Gardening Safely

I don’t know about the rest of you, but I love spring.  Bec and I spent four years travelling the globe and we dearly looked forward to coming out of the dark winter and experiencing the full force of a northern hemisphere spring.  We loved the daffodils and the new shoots on the trees and the frisky lambs in the fields.  Undeniably, there is something magical about this time of year.  

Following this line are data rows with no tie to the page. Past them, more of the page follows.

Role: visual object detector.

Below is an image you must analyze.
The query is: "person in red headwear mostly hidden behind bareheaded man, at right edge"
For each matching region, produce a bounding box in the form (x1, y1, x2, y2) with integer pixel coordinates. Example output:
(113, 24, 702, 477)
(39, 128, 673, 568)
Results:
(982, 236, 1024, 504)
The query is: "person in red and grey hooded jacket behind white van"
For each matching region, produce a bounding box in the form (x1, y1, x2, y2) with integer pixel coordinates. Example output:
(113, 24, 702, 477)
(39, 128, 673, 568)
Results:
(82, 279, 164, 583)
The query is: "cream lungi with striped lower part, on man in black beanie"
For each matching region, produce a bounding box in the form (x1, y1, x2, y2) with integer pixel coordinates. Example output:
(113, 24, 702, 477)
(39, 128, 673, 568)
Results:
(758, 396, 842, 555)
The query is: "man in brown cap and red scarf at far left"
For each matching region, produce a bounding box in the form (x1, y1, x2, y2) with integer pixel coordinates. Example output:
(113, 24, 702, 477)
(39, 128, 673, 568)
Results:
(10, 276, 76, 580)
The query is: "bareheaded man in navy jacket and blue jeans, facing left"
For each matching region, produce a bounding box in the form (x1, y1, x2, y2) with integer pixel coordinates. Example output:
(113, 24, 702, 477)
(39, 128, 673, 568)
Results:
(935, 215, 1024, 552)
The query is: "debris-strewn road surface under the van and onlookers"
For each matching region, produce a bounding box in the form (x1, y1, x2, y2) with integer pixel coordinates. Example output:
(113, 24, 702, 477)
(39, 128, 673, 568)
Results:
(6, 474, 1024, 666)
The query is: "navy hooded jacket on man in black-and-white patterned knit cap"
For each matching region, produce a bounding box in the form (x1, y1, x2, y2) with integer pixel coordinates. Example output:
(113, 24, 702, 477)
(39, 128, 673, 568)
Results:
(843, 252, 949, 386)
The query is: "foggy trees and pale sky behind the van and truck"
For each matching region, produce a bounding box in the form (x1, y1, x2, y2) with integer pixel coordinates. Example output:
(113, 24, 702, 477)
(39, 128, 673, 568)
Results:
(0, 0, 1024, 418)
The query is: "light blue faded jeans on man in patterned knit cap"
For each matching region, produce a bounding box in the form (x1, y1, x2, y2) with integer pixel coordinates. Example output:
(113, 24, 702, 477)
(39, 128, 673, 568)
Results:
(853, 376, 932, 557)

However, unfortunately I also tend to see a big jump in people injuring themselves during this time of year also.  When I first moved to the mountain I assumed that people up here worked in the garden the same as everywhere else in the world.  I couldn’t understand how someone would have such a massive flare up of their shoulder or back pain from doing “just a bit of gardening” on the weekend.  It wasn’t until I delved deeper and asked some further questions that I realised “just a bit gardening” on Tamborine Mountain meant building a rock retaining wall, or moving 3 cubic metres of red soil, or mulching the entire western slope  on a one acre block. 

Man, you gardeners sure do know how to make your gardens beautiful up here.  Unfortunately, a lot of you also end up injuring yourselves in the process.  However, maybe there is a way to do things that wouldn’t result in so many trips to Physique.  There are a few simple things that I always ask my patients to do if they are spending some time in the garden.

Firstly, make sure you do a few stretches before hitting the garden bed.  We seem to be all happy enough to warm up before going for a 20 minute walk or a run, but we don’t do it before spending 8 hours working in the yard.  Taking the 5 minutes to do some gentle stretches for the leg muscles and spinal joints might save a world of hurt over the next few days.

Secondly, take regular breaks.  Listen to your body.  Take a rest every 40 to 60 minutes, rehydrate well and allow your body to recuperate before staging your next assault on those pesky weeds. 

Finally, the best bit of advice I can offer is to make sure you have a number of different jobs organised for any one session in the garden.  Make sure you rotate regularly through these jobs so that your body is not getting overworked in one particular area.  For example, you might have to get the rose garden weeded, the vege patch turned over and the Agapantha heads clipped.  Get them all set up at the start of the session and spend only 20-30 minutes doing each activity before rotating onto the next one.  Keep on rotating through the activities until all the jobs are done.  This will ensure that your body will not be as subject to the repetitive stress injuries that I so often treat.

Get out in the garden and enjoy our Springtime on the Mountain; it is a very special time of year in a very special place.  But remember, do please take it easy, look after yourselves and try to get through injury free.